D.    Kebijakan Keagamaan dari Masa ke Masa
              Pada masa Daulah Bani Umayyah berjaya kebijakan dalam keagamaan  tidak semuanya dilakukan oleh khalifah. Dari pemerintahan Mu’awiyah bin Abi sufyan dilanjut oleh anaknya Yazid dan terus dilanjutkan sampai marwan, hanya mementingkan ekspansi wilayah islam. Tidak ada yang salah dengan kebijakan tersebut, karena memperluas wilayah juga perlu dalam suatu pemerintahan. Akan tetapi, bagaimana dengan rakyat yang dipimpinnya. Akan tetapi, setelah itu, pada masa khalifah Abdul Malik ibn Marwan terdapat beberapa kebijakan keagamaan diantaranya menggunakan Bahasa Arab sebagai bahasa resmi Negara, mencetak mata uang Arab dalam dirham, dinar dan flas, pertama dalam sejarah Arab, tulisan menggunakan titik (.) dan koma (,).  

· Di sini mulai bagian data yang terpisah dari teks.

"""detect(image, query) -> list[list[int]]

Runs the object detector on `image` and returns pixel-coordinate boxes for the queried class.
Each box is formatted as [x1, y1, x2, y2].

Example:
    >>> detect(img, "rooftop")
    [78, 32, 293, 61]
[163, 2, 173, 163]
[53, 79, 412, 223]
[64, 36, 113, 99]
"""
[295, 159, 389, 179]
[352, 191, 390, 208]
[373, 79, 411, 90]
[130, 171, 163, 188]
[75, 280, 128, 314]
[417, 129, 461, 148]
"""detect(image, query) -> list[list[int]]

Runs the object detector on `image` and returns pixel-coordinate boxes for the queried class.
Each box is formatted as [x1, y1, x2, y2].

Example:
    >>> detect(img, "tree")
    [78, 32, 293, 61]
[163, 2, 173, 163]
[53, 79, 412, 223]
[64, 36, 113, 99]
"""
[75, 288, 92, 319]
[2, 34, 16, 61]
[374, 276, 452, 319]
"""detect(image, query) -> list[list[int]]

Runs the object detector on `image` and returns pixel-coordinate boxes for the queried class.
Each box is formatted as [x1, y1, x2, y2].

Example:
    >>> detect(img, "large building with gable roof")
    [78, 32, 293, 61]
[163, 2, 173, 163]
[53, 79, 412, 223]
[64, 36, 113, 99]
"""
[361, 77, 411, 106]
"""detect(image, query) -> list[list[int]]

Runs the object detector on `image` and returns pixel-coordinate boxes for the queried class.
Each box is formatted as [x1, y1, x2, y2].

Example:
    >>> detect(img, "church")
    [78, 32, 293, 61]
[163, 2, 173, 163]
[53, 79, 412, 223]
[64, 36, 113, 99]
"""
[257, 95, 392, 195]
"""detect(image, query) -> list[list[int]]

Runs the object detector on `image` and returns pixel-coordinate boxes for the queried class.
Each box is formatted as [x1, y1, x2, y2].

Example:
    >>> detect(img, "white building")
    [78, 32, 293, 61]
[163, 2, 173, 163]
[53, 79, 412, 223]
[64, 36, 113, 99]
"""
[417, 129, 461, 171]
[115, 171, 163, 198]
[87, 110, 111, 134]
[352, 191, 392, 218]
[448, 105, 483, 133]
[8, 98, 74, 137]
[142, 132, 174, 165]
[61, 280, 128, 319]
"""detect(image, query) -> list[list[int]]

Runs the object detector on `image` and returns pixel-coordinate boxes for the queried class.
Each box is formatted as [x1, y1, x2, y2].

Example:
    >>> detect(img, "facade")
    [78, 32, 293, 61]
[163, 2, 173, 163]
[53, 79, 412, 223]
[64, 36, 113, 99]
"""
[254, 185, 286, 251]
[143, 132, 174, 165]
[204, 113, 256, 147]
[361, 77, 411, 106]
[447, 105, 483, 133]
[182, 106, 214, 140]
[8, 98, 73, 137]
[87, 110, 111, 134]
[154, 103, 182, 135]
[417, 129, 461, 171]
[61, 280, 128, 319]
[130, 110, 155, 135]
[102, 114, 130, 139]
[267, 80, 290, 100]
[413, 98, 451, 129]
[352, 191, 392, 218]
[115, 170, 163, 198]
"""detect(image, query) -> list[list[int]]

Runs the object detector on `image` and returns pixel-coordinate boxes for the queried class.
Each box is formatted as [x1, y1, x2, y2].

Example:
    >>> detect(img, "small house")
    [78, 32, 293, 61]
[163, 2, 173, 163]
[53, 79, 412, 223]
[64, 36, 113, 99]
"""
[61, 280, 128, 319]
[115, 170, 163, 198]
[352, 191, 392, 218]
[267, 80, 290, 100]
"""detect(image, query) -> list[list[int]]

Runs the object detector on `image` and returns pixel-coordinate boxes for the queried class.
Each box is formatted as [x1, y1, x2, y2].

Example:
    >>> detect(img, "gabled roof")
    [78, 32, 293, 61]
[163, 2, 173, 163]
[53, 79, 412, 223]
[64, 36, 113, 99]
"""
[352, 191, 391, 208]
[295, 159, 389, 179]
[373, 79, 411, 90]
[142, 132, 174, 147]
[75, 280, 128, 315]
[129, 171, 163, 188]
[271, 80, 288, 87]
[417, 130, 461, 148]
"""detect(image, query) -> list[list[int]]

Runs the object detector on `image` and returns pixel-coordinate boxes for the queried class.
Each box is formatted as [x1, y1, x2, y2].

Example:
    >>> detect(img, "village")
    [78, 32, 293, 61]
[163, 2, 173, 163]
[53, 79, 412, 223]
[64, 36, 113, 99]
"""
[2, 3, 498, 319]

              Lalu diteruskan oleh anaknya Al- Walid, mengalami puncaknya pada ekspansi wilayah. Selain itu, Al- Walid juga mendirikan pusat- pusat kajian Islam (al-Qur’an dan hadist) di Makakh, Madinah, Basrah, Kufah dan tempat lainnya.[9] Selain itu, membangun masjid bersejarah “Masjid al -Umawi” yang melibatkan 120.000 arsitek Yunani dan Arab serta ahli bangunan, perluasan pembangunan Masjid Nabawi, penyempurnaan bangunan “Dome of the rock” karya khalifah Abdul malik ibn Marwan di bukit zion jerussalem yaitu bekas kuil Nabi Sulaeman, yang sekarang dikenal dengan Masjid al- Aqsho.[10]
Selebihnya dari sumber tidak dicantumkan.